Three Boys From St. Agnes School Earn Top Honors In Essay Contest

By MARK EVANS

STE. GENEVIEVE HERALD

For the first time ever, all three winners in the Patriot’s Pen essay competition for middle school students were boys.

“That’s never happened before,” said Lois Flieg,  youth activities chairperson for the VFW Auxiliary, which sponsors the event along with VFW Post 2210.

Flieg said it was also somewhat unusual to have winners from all three middle school grades. She said eighth-graders dominate the competition some years.

VFW Post 2210 and the VFW Auxiliary also sponsor the Voice of Democracy Essay Contest for high school students.

The winners — Dominic Griffard, Joshua Fallert and Jackson Tucker — also all attend St. Agnes Catholic School in Bloomsdale.

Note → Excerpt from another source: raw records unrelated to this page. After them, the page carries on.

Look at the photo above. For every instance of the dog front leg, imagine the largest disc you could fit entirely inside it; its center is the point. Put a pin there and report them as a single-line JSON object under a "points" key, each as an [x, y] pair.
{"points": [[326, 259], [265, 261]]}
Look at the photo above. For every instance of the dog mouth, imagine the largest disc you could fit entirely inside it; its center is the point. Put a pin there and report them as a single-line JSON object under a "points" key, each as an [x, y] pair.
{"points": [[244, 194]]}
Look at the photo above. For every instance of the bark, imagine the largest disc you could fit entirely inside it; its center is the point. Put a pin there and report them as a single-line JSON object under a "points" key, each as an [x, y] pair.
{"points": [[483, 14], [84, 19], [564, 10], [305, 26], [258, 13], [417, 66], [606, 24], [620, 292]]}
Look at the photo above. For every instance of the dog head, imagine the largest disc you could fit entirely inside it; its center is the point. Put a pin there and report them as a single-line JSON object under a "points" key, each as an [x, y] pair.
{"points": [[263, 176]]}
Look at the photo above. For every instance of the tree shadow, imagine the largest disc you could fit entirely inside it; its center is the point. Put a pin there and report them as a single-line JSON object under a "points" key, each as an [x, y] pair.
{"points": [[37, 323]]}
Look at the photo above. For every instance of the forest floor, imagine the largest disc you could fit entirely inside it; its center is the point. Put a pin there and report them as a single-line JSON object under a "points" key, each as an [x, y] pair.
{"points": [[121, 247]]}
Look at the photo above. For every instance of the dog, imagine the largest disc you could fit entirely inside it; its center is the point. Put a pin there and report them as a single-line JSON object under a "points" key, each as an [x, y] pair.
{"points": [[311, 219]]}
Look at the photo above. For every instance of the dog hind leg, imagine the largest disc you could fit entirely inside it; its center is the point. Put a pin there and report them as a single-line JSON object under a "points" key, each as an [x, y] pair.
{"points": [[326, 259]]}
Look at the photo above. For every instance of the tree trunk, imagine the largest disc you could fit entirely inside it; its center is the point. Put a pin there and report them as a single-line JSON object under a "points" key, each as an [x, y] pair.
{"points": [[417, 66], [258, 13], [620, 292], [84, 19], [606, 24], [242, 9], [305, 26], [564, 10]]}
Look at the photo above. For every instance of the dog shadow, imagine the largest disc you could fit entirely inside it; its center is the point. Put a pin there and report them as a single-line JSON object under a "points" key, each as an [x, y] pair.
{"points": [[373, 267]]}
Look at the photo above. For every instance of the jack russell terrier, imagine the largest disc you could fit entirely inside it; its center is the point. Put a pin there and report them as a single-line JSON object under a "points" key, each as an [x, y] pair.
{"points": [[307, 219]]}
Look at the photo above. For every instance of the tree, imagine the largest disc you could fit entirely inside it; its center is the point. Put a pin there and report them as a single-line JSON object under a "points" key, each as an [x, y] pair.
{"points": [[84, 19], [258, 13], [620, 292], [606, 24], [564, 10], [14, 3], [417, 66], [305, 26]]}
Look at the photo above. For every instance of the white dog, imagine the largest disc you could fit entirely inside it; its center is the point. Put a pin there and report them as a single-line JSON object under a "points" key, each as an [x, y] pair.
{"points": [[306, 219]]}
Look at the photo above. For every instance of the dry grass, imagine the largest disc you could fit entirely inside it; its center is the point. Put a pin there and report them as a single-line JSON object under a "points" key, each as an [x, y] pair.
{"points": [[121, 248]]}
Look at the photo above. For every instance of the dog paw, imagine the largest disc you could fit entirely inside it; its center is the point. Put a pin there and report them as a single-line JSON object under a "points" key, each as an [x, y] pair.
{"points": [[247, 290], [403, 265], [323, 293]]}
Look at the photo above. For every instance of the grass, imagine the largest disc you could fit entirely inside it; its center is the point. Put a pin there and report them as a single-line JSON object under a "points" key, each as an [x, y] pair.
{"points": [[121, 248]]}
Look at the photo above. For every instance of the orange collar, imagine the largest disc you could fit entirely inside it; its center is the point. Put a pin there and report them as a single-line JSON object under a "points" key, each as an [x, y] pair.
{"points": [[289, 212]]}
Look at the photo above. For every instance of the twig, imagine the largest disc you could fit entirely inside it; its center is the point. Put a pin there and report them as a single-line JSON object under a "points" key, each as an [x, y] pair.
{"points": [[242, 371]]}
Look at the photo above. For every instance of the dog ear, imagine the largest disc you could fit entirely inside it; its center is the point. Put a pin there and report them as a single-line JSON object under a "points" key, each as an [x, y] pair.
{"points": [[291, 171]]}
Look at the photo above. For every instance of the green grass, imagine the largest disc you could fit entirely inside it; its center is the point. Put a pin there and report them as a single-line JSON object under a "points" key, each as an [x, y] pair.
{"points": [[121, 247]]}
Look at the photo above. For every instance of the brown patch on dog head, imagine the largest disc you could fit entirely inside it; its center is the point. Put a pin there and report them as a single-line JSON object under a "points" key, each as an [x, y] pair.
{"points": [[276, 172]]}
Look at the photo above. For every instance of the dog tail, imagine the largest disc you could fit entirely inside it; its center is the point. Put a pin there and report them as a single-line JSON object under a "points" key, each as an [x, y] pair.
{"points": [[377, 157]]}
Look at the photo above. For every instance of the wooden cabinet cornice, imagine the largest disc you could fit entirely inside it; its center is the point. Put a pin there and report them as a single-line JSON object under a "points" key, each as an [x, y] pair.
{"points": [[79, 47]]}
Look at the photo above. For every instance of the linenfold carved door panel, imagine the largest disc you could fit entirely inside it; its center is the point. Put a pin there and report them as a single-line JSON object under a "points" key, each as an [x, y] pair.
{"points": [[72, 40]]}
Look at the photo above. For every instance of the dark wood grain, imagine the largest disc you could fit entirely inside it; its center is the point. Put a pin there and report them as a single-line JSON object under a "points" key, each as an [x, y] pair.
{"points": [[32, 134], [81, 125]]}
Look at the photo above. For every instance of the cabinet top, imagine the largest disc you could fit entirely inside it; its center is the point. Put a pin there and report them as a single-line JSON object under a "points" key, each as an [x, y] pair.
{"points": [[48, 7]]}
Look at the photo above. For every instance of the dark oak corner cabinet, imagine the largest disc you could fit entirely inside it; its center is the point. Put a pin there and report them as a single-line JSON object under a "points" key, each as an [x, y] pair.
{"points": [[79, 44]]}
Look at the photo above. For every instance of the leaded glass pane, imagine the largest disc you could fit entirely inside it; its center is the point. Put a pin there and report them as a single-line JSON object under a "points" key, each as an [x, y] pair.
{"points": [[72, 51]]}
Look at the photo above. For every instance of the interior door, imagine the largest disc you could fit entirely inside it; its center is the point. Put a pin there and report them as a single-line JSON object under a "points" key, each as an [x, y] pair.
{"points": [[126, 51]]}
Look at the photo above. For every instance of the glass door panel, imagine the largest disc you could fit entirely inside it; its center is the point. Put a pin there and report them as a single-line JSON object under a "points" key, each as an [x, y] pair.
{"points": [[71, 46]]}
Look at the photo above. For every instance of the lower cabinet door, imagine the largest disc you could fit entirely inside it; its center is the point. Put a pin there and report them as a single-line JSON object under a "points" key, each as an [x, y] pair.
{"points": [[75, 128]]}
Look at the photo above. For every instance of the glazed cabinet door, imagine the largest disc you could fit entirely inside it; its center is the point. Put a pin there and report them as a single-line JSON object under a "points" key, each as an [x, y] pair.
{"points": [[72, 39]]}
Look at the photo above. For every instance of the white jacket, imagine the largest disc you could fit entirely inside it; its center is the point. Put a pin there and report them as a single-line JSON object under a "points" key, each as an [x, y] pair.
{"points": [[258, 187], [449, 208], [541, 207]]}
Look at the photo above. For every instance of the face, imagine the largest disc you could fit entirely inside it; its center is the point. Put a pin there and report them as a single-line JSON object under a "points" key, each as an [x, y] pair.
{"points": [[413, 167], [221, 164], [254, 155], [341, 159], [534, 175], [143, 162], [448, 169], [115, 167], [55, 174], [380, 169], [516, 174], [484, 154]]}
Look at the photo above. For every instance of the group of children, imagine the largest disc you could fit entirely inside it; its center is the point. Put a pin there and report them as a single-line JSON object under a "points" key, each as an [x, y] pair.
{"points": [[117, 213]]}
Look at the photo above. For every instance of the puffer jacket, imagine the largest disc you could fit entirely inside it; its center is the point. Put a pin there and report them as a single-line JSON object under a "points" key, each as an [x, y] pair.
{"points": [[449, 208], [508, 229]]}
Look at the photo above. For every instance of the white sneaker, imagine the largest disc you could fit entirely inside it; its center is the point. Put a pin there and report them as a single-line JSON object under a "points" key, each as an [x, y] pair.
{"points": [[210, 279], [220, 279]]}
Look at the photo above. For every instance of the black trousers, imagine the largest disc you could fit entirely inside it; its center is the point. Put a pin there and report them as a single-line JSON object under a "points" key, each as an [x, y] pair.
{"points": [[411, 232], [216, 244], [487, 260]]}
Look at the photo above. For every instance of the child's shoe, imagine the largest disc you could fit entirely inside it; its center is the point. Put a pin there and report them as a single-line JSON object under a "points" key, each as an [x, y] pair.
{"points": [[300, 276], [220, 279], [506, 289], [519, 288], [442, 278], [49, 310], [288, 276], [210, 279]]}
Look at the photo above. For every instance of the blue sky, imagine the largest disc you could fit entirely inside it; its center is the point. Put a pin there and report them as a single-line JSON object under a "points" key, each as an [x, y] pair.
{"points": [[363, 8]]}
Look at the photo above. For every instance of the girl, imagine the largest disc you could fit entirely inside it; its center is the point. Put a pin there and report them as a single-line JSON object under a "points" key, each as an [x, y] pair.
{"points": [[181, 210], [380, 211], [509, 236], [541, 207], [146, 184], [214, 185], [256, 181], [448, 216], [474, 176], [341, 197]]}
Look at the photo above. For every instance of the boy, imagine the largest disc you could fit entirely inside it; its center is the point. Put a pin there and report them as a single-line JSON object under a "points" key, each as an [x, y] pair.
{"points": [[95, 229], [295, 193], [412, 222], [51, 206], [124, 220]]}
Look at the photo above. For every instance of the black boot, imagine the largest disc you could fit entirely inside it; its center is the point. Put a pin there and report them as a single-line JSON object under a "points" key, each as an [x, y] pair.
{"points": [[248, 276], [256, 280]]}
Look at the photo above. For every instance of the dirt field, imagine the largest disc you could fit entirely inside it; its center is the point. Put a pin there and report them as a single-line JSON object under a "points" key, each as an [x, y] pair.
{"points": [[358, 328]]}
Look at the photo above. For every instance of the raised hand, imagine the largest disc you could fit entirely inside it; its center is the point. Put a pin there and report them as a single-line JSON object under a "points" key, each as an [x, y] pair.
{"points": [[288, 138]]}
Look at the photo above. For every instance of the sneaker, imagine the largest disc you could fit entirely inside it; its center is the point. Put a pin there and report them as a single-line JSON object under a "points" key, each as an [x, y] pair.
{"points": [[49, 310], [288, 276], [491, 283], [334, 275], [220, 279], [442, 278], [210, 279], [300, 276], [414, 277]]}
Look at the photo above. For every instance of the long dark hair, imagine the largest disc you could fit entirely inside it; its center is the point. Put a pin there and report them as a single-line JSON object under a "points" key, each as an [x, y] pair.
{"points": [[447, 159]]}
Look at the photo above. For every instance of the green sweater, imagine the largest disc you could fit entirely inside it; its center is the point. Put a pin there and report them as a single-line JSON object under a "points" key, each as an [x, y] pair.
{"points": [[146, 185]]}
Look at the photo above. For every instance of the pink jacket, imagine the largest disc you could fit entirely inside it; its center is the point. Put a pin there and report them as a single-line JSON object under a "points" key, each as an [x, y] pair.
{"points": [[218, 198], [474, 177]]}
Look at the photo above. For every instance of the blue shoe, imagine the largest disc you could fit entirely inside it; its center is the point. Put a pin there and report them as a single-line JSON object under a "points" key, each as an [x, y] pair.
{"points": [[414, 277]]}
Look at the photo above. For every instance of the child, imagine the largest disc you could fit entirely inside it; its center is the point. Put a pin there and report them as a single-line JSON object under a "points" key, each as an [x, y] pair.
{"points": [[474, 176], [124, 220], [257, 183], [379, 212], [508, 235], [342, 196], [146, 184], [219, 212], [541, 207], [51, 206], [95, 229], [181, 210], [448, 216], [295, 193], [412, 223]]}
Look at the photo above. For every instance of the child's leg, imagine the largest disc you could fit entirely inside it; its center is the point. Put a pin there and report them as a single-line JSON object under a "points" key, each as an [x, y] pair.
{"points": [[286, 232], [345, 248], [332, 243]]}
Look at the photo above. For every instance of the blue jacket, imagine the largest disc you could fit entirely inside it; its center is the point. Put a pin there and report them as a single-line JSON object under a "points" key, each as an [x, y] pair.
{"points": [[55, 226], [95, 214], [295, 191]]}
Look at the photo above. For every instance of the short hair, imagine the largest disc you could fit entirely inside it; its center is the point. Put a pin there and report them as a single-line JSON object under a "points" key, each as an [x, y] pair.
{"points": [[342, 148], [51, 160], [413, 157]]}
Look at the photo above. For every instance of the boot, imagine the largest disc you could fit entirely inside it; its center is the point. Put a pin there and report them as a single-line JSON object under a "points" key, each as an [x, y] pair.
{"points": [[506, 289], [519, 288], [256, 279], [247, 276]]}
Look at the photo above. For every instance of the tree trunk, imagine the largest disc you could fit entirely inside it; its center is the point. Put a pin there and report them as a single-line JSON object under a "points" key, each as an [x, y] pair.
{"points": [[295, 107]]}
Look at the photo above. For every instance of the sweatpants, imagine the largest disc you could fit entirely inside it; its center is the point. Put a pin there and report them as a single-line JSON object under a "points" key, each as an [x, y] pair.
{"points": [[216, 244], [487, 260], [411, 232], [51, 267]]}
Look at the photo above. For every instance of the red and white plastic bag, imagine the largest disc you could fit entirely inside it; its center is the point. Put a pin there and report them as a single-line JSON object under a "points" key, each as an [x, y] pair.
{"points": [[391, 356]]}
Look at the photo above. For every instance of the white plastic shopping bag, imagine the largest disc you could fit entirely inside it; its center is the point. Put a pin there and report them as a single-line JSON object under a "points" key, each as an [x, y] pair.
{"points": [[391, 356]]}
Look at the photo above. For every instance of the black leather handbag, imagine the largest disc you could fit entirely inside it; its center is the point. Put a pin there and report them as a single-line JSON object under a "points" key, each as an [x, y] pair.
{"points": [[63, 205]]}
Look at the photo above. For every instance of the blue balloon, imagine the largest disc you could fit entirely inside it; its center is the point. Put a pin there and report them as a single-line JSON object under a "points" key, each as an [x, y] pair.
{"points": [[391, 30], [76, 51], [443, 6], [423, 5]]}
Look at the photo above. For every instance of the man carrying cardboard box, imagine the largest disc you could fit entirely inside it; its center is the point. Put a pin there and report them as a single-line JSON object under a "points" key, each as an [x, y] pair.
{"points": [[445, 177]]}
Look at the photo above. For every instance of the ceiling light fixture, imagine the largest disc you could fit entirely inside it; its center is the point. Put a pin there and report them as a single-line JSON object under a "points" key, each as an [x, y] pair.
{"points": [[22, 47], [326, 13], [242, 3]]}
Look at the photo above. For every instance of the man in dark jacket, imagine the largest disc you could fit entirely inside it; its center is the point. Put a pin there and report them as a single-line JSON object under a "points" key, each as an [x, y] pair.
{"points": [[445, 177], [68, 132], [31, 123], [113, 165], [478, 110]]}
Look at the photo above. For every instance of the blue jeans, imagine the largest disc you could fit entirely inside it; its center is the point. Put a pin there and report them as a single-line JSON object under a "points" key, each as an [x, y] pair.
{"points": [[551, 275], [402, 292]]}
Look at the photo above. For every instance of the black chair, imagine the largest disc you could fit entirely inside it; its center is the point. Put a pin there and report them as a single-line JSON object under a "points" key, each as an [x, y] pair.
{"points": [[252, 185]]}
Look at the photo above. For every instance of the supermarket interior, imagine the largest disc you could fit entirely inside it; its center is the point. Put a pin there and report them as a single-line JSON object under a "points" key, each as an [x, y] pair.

Unlike the Voice of Democracy contest, winners are not ranked first, second and third. All three move on to the next round of competition.

“It’s always nice to see kids express appreciation for their country,” Flieg said. “They learn a lot of lessons doing it.”

Griffard, an eighth-grader, is the son of Phillip and Adrianne Griffard.

Fallert, a seventh-grader, is son of Kevin and Kelly Fallert.

Tucker, a sixth-grader, is son of Ron and Sharon Tucker.

This year’s theme was “What Makes America Great.” Each winner gets a cash prize and the essay moves on to district competition.

Tucker focused on the freedoms and opportunities Americans have that citizens of other countries do not have.

“We have many freedoms such as freedom to get an education, freedom of speech, and freedom of religion,” Tucker wrote, adding, “The American schooling system is better than many other countries’ systems.”

Fallert, while touching on freedom of speech, wrote that the U.S. has  “amazing laws that keep our environment, people, and animals safe and healthy.”

We are lucky not to live in a “war-torn” country, he said, and for “a great economy that allows people to pick from a variety of jobs and receive good pay to help them support their family or self.

He also stressed that America being a “melting pot” is vital. “America accepts everyone for the person they are not where they came from,” he wrote.

Griffard, meanwhile, focused on how Americans come together in good times and bad times.

“What I love about America is our ability to unite together when our country is in trouble,” he wrote, giving September 11, 2001 and both world wars as examples of times of trouble. He said it also comes together for annual events like Independence Day and for special occasions like the 1969 moon landing.

(Information, including copies of the essays, from attending Lois Flieg.)